In similar manner the substantive verb is used to form a tense of the subjunctive.
The sign of both the perfects in this tongue is the syllable nit, and niy means “to die.” It is not improbable that this affix is derived from this verb. Death and destruction are suitable ideas to express the past, and some languages employ negative particles as signs of the preterit. In the Tamanaca this is not exactly the case, but the negative particle puni added to a word which signifies an animate thing, intimates that it has died; papa puni, the deceased father, literally, “father not.” In the Omagua tongue the same word signifies old, dead, and not present.
In the Maipure and Carib tongues the negative particles ma and spa are also the signs of the preterit. Bopp’s suggestion that the Sanscrit augment was originally a privative finds support in this analogy. Yet I would not speak conclusively on this point, as probably that, the Greek augment ε, and the Mexican o, are only lengthened sounds, intended to represent concretely the length of the past time. At any rate one must regard the negation as an actual destruction, a “been, and no longer being,” not as simply a negation of the present.
III.
The notion of Being is present in the Verbal form only in idea.

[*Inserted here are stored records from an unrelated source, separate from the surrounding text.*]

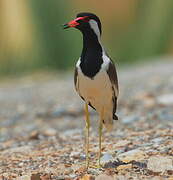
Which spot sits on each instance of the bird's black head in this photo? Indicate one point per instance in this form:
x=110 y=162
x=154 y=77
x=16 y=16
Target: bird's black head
x=84 y=22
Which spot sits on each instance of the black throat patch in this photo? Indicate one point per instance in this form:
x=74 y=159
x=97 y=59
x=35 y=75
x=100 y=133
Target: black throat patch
x=91 y=57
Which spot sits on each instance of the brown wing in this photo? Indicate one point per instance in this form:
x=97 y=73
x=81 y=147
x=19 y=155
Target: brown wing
x=114 y=81
x=76 y=83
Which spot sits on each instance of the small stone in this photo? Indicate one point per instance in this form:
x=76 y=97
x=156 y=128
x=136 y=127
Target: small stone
x=104 y=177
x=122 y=167
x=26 y=177
x=106 y=158
x=50 y=132
x=166 y=99
x=35 y=177
x=129 y=119
x=160 y=163
x=133 y=155
x=87 y=177
x=122 y=143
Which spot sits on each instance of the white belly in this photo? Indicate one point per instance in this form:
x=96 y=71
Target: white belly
x=97 y=91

In this case the verb consists only of the stem, and the person, tense, and mode signs. The former are originally pronouns, the latter particles. Before they are worn down by use to mere affixes, the three following cases may arise:
1. That all three of these elements are equally separable and loosely connected.
2. That one of the two, the person or the tense and mode signs, obtains a closer connection with the stem, and becomes formal, while the other remains loosely attached.
3. That both these are incorporated with the stem, and the whole approaches a true grammatical form, although it does not fully represent it.